NB the best way to explain the efficiency of heat pump (mini ASHP in essence) is to look at C.O.P. / COP ratings as the temperature peaks & troughs graph according to design "stated efficiency" n' all that but are not really advertised by white goods manufacturers & sellers.
As cop ratings may rely on thermal efficiency (insulation of enclosure) & seasonable variables it is likely too much for all but the most determined & won't make you any friends down the pub with the exception of renewables engineers.

A bit like when you try & explain why the pub landlord shouldn't really put a coal & wood mix on the fire..

..Ta tar.
Edited by: "Mr_Gus" 27th Nov
Just been reading a guide to Tumble Dryers by the Telegraph and they say on average it takes over 11 years to recoup the extra cost of a Heatpump dryer.

telegraph.co.uk/int…s1/
yorkie1227/11/2019 14:09

Just been reading a guide to Tumble Dryers by the Telegraph and they say …Just been reading a guide to Tumble Dryers by the Telegraph and they say on average it takes over 11 years to recoup the extra cost of a Heatpump dryer. https://www.telegraph.co.uk/interiors/home/best-tumble-dryers1/


That's not a guide to tumble dryers though, its a thinly veiled excuse for advertising & pay links... when a "journalist" starts with phrases like "special technology" (ie a fricking heat pump) they aren't worth their salt
I have a heat pump dryer, I got it for a decent price at the time.

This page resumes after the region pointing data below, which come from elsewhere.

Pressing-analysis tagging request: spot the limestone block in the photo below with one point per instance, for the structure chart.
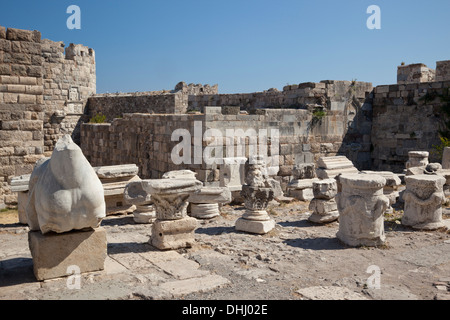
(254, 226)
(423, 198)
(361, 206)
(180, 174)
(325, 189)
(65, 192)
(417, 159)
(304, 171)
(173, 234)
(322, 206)
(211, 195)
(118, 171)
(53, 253)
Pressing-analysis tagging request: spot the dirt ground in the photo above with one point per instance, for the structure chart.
(298, 260)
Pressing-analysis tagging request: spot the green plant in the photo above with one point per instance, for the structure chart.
(98, 118)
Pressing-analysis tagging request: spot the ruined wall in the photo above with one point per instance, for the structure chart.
(406, 118)
(145, 139)
(69, 79)
(36, 105)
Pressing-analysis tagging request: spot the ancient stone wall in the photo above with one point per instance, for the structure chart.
(21, 105)
(406, 118)
(42, 96)
(115, 105)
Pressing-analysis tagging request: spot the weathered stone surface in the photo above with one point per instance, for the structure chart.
(118, 171)
(423, 198)
(134, 193)
(65, 193)
(144, 214)
(232, 173)
(173, 234)
(204, 210)
(361, 206)
(325, 189)
(304, 171)
(180, 174)
(54, 253)
(254, 226)
(417, 159)
(446, 158)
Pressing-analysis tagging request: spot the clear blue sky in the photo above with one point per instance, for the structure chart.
(243, 45)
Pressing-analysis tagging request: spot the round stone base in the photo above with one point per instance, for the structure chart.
(324, 218)
(204, 210)
(254, 226)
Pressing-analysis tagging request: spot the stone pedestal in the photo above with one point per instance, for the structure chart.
(255, 219)
(53, 253)
(423, 198)
(205, 202)
(172, 228)
(173, 234)
(323, 206)
(361, 206)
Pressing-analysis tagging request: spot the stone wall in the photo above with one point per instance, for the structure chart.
(115, 105)
(21, 105)
(38, 101)
(415, 73)
(406, 118)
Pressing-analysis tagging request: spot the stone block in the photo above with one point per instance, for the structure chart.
(54, 253)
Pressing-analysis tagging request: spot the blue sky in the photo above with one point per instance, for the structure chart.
(242, 45)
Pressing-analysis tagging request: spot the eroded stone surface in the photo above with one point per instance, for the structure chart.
(65, 192)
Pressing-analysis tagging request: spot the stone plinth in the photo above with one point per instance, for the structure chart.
(173, 234)
(423, 198)
(323, 206)
(417, 159)
(172, 228)
(361, 205)
(205, 202)
(53, 253)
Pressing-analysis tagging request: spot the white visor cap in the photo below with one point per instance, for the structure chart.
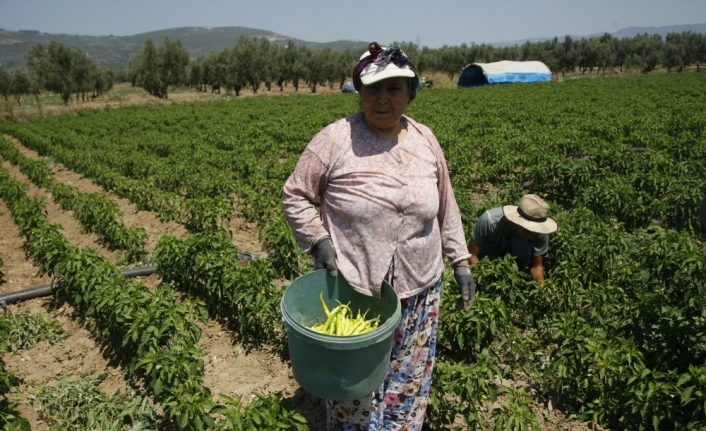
(373, 73)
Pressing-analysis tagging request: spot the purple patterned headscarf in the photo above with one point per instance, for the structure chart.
(381, 58)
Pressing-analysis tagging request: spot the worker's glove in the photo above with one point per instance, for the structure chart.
(464, 278)
(325, 256)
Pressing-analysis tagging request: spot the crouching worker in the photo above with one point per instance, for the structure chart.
(522, 231)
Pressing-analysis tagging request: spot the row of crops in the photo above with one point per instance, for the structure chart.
(615, 336)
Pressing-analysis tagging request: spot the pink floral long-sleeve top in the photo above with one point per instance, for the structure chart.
(379, 199)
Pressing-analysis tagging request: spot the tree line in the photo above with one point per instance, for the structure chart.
(252, 62)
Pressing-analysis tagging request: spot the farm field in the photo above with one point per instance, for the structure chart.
(614, 340)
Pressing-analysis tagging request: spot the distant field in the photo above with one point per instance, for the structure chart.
(613, 340)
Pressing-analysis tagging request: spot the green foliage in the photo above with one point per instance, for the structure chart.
(261, 413)
(28, 329)
(79, 404)
(615, 334)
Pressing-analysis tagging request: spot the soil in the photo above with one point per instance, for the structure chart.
(229, 368)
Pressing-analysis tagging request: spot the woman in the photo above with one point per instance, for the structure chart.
(387, 213)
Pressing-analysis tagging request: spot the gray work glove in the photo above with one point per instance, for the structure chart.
(464, 278)
(325, 256)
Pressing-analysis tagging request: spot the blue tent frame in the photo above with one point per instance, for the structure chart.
(503, 72)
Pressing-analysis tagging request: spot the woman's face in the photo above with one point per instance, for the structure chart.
(384, 103)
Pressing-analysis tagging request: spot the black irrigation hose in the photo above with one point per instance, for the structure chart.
(46, 289)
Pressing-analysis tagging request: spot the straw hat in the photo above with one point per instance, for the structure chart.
(531, 214)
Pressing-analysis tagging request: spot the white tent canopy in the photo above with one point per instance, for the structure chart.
(502, 72)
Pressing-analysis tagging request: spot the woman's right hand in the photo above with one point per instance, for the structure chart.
(325, 256)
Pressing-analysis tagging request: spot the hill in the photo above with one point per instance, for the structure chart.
(115, 51)
(628, 32)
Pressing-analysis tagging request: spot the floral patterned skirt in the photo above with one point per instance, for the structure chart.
(401, 400)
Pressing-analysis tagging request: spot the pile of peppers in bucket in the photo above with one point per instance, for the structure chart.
(340, 321)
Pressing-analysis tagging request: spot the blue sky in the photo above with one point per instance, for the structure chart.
(431, 23)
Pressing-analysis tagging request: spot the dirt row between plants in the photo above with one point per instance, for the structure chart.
(229, 369)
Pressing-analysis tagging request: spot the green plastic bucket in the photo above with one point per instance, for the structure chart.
(337, 367)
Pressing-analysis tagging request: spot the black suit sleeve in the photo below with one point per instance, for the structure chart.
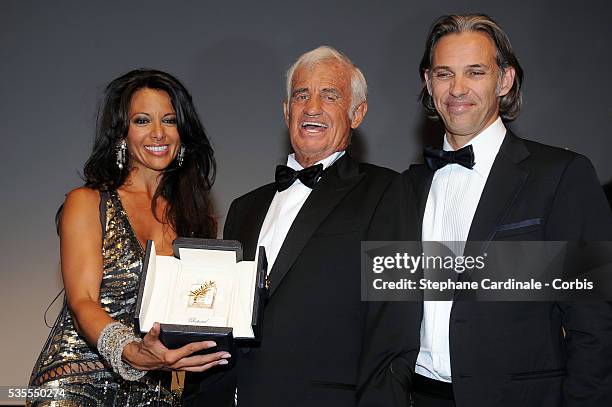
(580, 212)
(391, 329)
(228, 229)
(215, 387)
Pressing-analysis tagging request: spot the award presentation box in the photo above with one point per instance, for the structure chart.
(205, 291)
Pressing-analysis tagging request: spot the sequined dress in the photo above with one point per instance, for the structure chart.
(68, 363)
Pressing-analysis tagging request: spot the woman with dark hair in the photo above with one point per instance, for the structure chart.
(148, 178)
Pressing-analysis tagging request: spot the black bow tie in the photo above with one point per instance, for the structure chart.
(286, 176)
(437, 159)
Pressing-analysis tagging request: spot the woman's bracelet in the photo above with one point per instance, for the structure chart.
(113, 338)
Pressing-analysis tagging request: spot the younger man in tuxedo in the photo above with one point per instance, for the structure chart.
(488, 184)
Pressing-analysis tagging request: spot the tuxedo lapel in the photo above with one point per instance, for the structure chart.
(503, 185)
(248, 232)
(337, 181)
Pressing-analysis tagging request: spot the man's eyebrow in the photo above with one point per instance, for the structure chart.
(441, 67)
(330, 90)
(298, 91)
(484, 66)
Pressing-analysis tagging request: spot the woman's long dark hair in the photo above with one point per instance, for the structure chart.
(186, 188)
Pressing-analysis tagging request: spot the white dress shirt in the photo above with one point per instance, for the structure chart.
(451, 204)
(284, 208)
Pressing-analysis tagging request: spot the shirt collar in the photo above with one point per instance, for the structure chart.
(486, 146)
(293, 164)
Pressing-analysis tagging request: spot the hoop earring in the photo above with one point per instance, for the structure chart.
(121, 153)
(180, 156)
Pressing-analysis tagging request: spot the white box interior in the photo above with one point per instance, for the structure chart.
(170, 281)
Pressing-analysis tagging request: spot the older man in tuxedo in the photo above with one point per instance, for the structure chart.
(488, 184)
(311, 221)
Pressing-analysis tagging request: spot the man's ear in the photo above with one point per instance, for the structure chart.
(359, 114)
(427, 81)
(286, 113)
(507, 80)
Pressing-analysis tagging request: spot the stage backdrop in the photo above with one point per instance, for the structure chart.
(56, 57)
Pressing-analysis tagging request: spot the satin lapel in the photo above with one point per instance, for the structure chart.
(504, 183)
(342, 177)
(248, 232)
(423, 186)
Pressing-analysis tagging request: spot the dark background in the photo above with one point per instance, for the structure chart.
(56, 57)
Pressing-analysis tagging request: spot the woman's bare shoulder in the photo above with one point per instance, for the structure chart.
(81, 207)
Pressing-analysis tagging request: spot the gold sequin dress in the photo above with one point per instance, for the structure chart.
(68, 363)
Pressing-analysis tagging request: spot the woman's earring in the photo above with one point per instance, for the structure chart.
(180, 156)
(121, 153)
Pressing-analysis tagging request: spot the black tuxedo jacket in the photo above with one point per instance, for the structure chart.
(515, 353)
(313, 319)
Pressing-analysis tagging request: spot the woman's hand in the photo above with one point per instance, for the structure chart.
(151, 354)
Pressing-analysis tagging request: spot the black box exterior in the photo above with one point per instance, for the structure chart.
(175, 336)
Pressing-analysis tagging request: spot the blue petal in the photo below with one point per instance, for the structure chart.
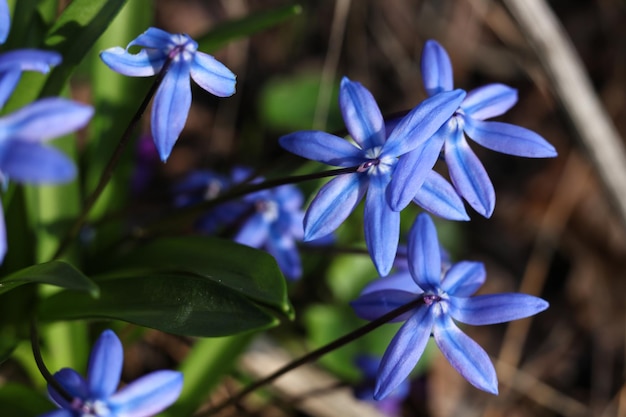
(29, 60)
(73, 383)
(422, 122)
(411, 172)
(154, 38)
(404, 352)
(141, 64)
(361, 114)
(424, 253)
(382, 225)
(436, 68)
(509, 139)
(254, 232)
(34, 163)
(465, 355)
(45, 119)
(333, 204)
(5, 21)
(212, 75)
(467, 173)
(373, 305)
(495, 308)
(489, 101)
(3, 235)
(171, 107)
(464, 278)
(440, 198)
(105, 365)
(399, 281)
(323, 147)
(148, 395)
(8, 82)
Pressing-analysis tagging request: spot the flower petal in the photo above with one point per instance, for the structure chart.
(403, 352)
(105, 365)
(438, 196)
(212, 75)
(436, 68)
(33, 163)
(422, 122)
(45, 119)
(5, 21)
(489, 101)
(29, 60)
(402, 281)
(154, 38)
(465, 355)
(464, 278)
(141, 64)
(411, 172)
(509, 139)
(333, 204)
(73, 383)
(372, 305)
(8, 82)
(382, 224)
(171, 107)
(495, 308)
(467, 173)
(424, 253)
(254, 231)
(322, 147)
(361, 114)
(147, 395)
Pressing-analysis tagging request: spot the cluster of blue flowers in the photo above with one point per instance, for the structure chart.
(392, 165)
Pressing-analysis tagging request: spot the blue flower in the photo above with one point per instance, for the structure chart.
(96, 395)
(376, 155)
(25, 158)
(467, 173)
(446, 295)
(173, 98)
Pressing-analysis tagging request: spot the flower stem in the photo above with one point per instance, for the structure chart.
(112, 164)
(316, 354)
(238, 191)
(34, 341)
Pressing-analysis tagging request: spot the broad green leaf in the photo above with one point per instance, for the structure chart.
(229, 31)
(57, 273)
(182, 303)
(249, 272)
(18, 400)
(290, 103)
(206, 363)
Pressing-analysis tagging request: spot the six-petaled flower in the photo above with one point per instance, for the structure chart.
(445, 292)
(466, 171)
(173, 98)
(96, 395)
(375, 154)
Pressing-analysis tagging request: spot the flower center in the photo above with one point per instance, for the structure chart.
(182, 47)
(89, 408)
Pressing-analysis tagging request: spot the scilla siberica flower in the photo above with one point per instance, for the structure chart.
(96, 395)
(376, 155)
(466, 171)
(446, 295)
(173, 98)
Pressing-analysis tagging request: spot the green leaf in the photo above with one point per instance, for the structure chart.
(182, 303)
(249, 272)
(227, 32)
(57, 273)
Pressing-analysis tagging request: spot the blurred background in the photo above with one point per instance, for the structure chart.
(554, 233)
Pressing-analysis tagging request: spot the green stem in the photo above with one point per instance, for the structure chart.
(112, 164)
(316, 354)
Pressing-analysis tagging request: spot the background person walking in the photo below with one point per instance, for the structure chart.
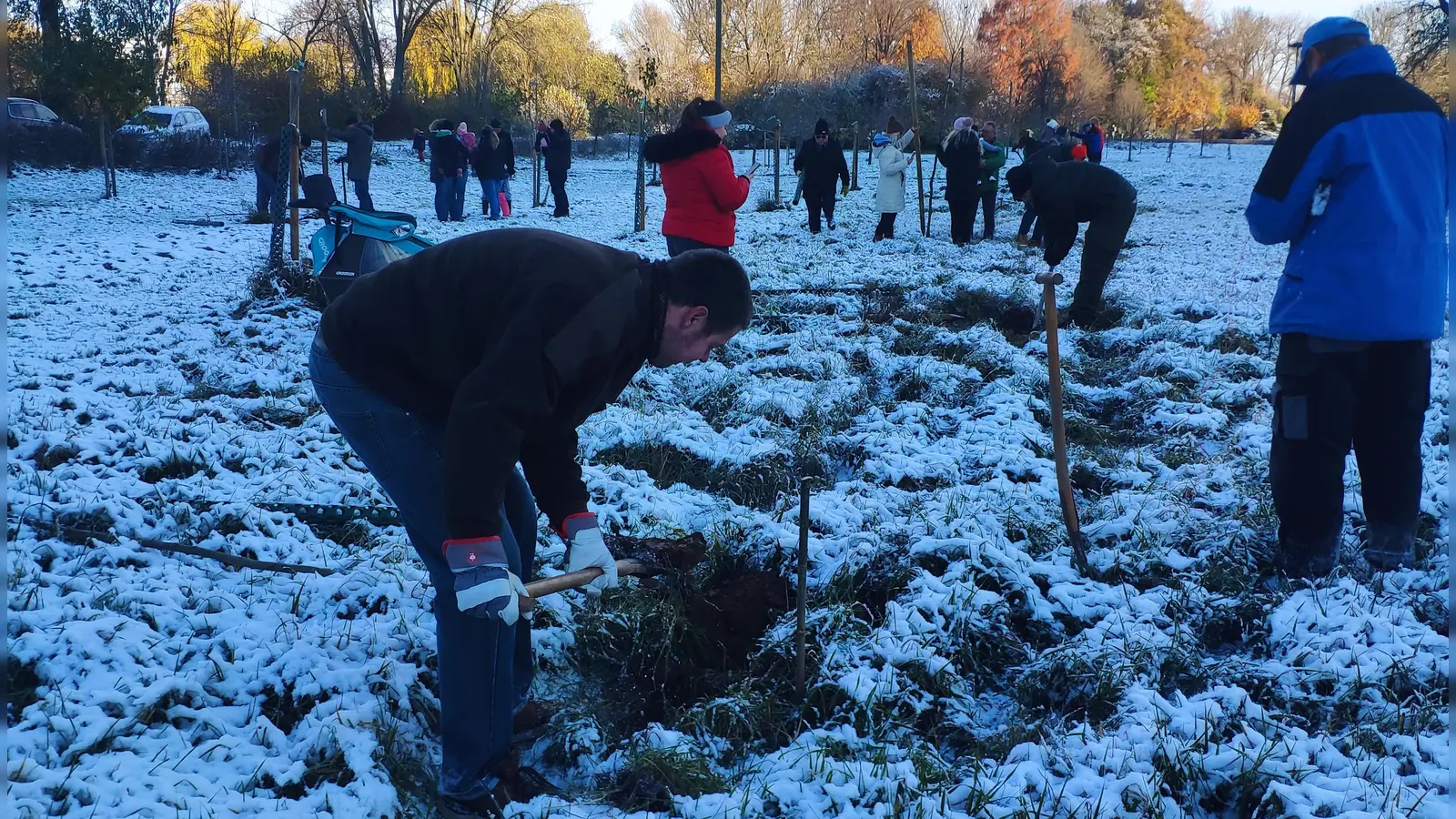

They are not worth 3x the price, you will likely never recoup the additional cost in the average life of the machine.
I’ve been using, condensers for years. Mine also will turn off and activate a light when the water needs emptying. But think it’s just a case of what you prefer, a decent one will dry your washing wether it’s vented or condensed.
Justsuperman27/11/2019 11:14

Thank you, also I normally use the Dyson to vac the filters with the small …Thank you, also I normally use the Dyson to vac the filters with the small brushes they have is that okay for that use? or will it damage the filters netting always worry about it. I normally change the water tank after 2 cycles and clean the filters after every cycle


I use a cheap new toothbrush or the comb / both.
Basically the head of the dyson will obscure the vent & likely dent fins (even when careful) ..so try it, just be really aware that you are wanting to stroke the fins not bash them
Justsuperman26/11/2019 23:11

Heat pump are miles better. better on pocket long run and kinder to …Heat pump are miles better. better on pocket long run and kinder to clothes also doesn’t warm the room up


Really thanks. But it looks like that heat pumps are more expensive than condenser ones.